Od początku swoich kłopotów małżeńskich Anna Ibisz-Nowak nie znika ze stron tabloidów. Jeszcze niedawno poniżała się publicznie ogłaszając: Moje uczucia do Krzysia się nie zmieniły! Kocham go. Zobacz: "Ibisz liczy na szybki rozwód". Poproszona przez tabloid o wypowiedź, zawsze chętnie odpowiada. Jedno się zmieniło - nie chce już mówić słowa o Ibiszu.
Jego głośny romans z młodszą od niej o dwadzieścia lat Pauliną był chyba zbyt wielkim poniżeniem. Ucieszyło ją może tylko to, że skończył się dramatycznym apelem ojca dziewczyny (przypomnijmy: "Ibisz, ZOSTAW MOJĄ CÓRKĘ!").
Ponieważ Krzysztof wyprowadził się już z domu, Anna została sama z synkiem Vincentem i bez pracy, gdyż jej kontrakt z producentami niemieckego serialu Lindestrasse wygasł w grudniu.

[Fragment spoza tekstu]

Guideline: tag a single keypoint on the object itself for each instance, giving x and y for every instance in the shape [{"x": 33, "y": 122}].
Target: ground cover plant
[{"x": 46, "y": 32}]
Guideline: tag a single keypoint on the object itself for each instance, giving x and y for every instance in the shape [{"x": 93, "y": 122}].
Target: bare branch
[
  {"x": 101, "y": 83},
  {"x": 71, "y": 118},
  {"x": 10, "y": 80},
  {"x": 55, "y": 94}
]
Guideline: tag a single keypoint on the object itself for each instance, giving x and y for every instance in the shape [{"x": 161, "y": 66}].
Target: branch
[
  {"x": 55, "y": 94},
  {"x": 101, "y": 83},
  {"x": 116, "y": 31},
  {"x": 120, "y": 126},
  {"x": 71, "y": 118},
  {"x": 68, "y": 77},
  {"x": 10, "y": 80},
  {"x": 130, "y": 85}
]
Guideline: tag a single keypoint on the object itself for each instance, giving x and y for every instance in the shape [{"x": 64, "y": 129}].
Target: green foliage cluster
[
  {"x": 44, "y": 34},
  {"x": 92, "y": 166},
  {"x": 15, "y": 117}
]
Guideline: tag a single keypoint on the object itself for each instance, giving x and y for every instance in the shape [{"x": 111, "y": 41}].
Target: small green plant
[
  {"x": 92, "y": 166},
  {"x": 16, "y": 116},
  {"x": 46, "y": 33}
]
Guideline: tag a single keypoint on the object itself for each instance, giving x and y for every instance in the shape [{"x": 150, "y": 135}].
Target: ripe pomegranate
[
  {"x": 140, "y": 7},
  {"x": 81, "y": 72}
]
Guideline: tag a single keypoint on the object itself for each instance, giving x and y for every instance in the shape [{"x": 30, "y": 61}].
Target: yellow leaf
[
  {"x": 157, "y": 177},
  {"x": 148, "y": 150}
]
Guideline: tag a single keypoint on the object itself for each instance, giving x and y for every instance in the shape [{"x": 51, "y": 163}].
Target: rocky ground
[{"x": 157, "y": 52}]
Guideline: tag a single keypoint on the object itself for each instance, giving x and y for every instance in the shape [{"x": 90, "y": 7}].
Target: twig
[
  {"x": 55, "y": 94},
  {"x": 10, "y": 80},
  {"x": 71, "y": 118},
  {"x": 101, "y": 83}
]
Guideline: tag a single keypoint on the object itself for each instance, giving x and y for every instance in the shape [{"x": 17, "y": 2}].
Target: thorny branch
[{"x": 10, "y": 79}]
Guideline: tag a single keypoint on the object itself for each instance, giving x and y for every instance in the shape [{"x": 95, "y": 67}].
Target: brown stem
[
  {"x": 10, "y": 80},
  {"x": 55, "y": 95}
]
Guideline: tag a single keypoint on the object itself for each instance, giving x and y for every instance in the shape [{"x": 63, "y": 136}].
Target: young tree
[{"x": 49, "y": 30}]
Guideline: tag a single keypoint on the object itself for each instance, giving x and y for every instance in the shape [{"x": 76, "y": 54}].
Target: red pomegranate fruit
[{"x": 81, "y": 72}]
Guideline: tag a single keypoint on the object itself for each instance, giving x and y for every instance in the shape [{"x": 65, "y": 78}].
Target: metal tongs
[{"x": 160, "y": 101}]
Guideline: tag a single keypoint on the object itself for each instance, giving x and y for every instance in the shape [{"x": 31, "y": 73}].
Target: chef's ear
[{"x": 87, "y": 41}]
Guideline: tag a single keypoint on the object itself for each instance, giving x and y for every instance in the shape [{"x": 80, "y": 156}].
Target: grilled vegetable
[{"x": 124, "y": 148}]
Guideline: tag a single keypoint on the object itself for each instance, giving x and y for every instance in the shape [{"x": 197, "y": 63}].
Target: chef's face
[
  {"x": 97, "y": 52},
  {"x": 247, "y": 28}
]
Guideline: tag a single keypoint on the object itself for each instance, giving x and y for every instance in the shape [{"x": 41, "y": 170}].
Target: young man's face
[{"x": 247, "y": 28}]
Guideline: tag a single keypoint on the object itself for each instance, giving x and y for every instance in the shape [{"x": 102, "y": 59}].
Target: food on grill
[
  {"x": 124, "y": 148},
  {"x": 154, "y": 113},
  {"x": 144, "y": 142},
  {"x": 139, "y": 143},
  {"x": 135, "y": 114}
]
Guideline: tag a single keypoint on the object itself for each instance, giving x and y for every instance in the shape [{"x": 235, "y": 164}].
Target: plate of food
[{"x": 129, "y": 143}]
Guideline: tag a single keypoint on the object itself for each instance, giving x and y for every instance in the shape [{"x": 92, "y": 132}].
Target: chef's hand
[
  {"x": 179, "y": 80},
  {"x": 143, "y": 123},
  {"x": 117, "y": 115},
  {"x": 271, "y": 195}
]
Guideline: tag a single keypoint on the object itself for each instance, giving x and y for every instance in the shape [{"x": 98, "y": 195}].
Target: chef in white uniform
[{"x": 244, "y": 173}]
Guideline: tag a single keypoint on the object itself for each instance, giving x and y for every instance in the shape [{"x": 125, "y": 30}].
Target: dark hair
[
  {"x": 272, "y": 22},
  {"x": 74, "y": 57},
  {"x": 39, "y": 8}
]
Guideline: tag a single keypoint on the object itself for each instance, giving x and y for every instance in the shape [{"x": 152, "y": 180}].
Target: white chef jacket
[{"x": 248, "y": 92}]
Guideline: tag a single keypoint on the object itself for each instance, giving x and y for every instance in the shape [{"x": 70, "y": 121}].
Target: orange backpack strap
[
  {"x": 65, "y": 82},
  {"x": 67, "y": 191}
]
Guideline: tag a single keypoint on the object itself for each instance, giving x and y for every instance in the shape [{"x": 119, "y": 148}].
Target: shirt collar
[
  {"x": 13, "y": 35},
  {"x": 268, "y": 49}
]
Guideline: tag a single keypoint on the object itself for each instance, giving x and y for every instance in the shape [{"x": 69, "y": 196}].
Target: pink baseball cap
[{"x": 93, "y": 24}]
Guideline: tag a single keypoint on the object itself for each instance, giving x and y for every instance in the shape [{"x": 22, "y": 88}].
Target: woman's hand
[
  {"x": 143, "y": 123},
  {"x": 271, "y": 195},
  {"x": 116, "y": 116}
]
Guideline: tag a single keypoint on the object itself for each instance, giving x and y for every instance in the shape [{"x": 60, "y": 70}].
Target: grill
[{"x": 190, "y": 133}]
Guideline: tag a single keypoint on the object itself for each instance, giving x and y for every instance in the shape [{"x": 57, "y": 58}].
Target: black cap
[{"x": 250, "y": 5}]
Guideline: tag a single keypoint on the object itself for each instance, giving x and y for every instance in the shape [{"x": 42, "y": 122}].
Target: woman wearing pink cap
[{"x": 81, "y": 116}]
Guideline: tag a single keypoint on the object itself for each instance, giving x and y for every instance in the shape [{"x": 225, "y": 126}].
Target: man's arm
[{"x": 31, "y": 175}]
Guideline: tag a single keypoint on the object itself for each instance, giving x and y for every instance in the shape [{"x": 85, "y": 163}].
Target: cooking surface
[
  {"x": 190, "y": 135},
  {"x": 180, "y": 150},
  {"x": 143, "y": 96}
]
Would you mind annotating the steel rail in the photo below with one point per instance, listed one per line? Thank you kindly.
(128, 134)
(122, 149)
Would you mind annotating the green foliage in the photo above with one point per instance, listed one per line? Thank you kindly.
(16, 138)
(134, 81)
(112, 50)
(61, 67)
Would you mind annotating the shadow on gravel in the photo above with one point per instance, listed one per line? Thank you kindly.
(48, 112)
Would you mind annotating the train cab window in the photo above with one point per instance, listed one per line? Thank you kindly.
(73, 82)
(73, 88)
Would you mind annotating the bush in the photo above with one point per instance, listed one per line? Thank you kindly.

Moja decyzja była przemyślana i wcale nie bałam się jej podjąć - mówi Faktowi o rezygnacji z pracy. Teraz chodzę na castingi i jestem dobrej myśli. W Polsce się teraz dużo kręci, więc wierzę, że wkrótce gdzieś zagram. Życie nie kończy się ani po czterdziestce ani po pięćdziesiątce, a ja jestem optymistką. Przecież w wielkim hicie "Gotowe na wszystko" nie grają dwudziestolatki. Na pewno nie chwycę dziesięciu srok za ogon - mówi zupełnie tak, jakby już mogła przebierać w propozycjach. Chcę tak to poukładać, żeby mieć czas dla syna. W końcu po to mam dziecko, żeby być z nim blisko, szczególnie, że tak długo na to czekałam. Odchowałam wspaniałego faceta. To teraz jedyny mężczyzna, któremu ufam i dla którego jestem w stanie zrobić wszystko.